By the time the pattern is discovered, the window of opportunity to act has passed. EDS' Real Time Alerting System (RTAS) detects user-specified patterns in real time streams of data, and instantly alerts the users when a specified pattern has been detected. Therefore action can be taken during the window of opportunity.

Overview
The Real Time Alerting System (RTAS) looks for user-specified patterns in very large volumes of real-time data (millions of records per day) and then instantly sends alerts or makes updates to watch-lists. The RTAS implementation is independent of the system being monitored and the alerting mechanism. It can watch all incoming data and raise alerts continuously without user intervention.

Your System
Let's assume that a monitored system already exists, such as a network of automated number plate readers, a Passport control system, or a card key system in a school. The system owner can use an analysis tool to discover interesting patterns in the data. These patterns may re-occur, but are generally difficult to detect in a rapidly changing set of real-time data. This is where the Real Time Alerting System solves the problem.

Example Rule
The drug squad has identified a pattern of increased trading if at least 3 of a set of 12 suspect passports arrive in the country. They don't arrive on the same flight, nor does any given passport arrive on the same flight each month, and they use several ports of entry. The following rule is developed:

'Tell me when the last of any three of the 12 suspect passports enters the country within 3 days of the first of the 12 passports arriving'.

Such a rule is easy for the RTAS to monitor as it never goes off shift, and it can consume enormous amounts of data across a network. It will issue an alert via (e.g.) eMail, SMS or user specific mechanisms within 1 second of detecting the pattern of events.

RTAS Business Process
Having established a pattern of interest, the user creates rules to match patterns in the incoming data using the Rule Development System (RDS). The Rule Based System (RBS) runs the rules against the live incoming data and raises alerts when rules are satisfied. Alerts can be created in any format required by the end-user and disseminated using whatever technology is available. The RTAS can also update watch-lists, subsequently used as part of the input for future events.

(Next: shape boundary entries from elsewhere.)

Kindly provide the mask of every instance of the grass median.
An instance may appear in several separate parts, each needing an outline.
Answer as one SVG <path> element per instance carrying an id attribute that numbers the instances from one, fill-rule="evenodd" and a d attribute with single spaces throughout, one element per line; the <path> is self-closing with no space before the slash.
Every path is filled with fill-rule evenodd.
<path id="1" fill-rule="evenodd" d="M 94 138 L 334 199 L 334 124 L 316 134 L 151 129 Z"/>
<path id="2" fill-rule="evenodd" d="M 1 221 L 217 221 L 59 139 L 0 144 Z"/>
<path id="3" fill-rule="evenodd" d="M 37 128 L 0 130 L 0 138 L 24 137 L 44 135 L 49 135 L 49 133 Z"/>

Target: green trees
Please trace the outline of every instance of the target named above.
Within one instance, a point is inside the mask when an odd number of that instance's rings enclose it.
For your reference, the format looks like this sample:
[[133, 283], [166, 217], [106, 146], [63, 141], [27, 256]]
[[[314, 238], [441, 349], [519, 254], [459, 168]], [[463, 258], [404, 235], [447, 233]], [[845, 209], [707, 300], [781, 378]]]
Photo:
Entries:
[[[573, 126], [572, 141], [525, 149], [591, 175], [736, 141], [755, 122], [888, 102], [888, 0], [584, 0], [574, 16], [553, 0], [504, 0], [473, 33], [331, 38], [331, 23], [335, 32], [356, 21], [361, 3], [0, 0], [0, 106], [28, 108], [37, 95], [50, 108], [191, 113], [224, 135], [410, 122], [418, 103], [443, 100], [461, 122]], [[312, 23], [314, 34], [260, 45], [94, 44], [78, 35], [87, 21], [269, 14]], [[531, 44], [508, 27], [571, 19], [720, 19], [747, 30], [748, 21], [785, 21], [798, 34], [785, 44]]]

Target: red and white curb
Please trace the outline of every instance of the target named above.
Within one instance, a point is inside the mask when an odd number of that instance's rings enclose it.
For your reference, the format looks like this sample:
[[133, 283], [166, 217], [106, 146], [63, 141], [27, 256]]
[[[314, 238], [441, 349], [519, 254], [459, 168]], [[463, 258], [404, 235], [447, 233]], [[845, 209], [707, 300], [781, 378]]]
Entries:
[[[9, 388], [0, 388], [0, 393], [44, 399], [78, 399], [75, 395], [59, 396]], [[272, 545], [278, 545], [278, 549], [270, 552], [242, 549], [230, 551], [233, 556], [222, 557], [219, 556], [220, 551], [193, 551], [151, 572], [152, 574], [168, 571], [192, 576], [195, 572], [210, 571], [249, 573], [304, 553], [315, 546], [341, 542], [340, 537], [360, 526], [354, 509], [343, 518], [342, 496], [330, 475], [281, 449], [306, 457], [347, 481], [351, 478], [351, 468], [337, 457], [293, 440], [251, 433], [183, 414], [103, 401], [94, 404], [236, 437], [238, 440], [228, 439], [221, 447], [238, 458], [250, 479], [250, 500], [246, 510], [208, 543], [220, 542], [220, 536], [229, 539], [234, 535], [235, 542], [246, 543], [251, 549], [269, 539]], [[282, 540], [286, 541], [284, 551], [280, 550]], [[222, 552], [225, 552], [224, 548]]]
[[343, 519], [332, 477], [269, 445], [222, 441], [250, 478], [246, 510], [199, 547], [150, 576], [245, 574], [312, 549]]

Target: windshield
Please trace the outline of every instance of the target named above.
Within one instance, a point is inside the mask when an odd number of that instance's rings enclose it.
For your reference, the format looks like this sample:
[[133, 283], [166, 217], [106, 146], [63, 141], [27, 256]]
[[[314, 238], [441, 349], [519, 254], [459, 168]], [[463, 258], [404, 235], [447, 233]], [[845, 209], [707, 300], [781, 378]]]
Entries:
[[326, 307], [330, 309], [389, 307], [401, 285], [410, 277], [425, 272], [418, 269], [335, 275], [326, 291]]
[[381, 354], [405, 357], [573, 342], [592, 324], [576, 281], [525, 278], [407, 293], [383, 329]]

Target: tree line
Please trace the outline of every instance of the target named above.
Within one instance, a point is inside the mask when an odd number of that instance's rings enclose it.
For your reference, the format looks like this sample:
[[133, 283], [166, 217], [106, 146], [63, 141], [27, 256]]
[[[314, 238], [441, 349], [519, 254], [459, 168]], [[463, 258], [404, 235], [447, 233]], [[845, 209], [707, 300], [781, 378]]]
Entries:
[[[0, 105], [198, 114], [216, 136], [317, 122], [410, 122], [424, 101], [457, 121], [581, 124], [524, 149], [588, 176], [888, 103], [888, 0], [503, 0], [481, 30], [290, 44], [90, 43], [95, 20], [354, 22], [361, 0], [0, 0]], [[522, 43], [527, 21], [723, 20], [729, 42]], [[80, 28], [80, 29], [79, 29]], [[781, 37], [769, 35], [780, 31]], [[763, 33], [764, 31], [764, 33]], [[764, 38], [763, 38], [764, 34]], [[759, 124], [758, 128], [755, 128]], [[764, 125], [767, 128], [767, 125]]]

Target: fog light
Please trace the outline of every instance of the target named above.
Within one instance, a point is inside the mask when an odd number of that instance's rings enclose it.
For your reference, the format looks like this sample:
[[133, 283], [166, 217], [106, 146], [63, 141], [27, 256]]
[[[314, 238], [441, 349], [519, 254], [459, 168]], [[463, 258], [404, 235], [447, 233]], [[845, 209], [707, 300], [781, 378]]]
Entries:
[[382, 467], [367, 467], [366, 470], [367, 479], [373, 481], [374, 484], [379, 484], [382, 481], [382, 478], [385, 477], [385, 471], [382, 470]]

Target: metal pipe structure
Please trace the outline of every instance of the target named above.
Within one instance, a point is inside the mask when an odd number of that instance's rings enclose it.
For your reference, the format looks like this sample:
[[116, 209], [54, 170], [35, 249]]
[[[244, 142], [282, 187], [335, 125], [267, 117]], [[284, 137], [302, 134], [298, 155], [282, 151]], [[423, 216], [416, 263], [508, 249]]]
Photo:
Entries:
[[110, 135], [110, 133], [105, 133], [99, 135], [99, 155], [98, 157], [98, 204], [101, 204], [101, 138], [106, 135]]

A single RBS process can run multiple rules concurrently, with no noticeable performance penalty. To further improve scalability the RTAS is designed so that multiple RBS processes can run concurrently on separate Windows computers.

Possible Applications
The RTAS has been designed to be generic so that minimal changes are required to assimilate different data sources. Typical applications are:

• Electronic Borders (e-borders): Used in conjunction with a passport monitoring system, RTAS can be used as a component within an intelligence-led border control security framework to monitor people entering and leaving the country, and raise warnings and alerts where necessary.
• Access Control Systems: Monitor the movement of people and/or freight through controlled areas.
• Internet Usage: Monitor the sites people visit.
• Financial Transactions: Monitor the use of Credit and Debit Cards to detect fraudulent use.
• Automatic Number Plate Recognition (ANPR): Used in conjunction with an ANPR collection system RTAS can be used as a component of an intelligence gathering, protection or monitoring system.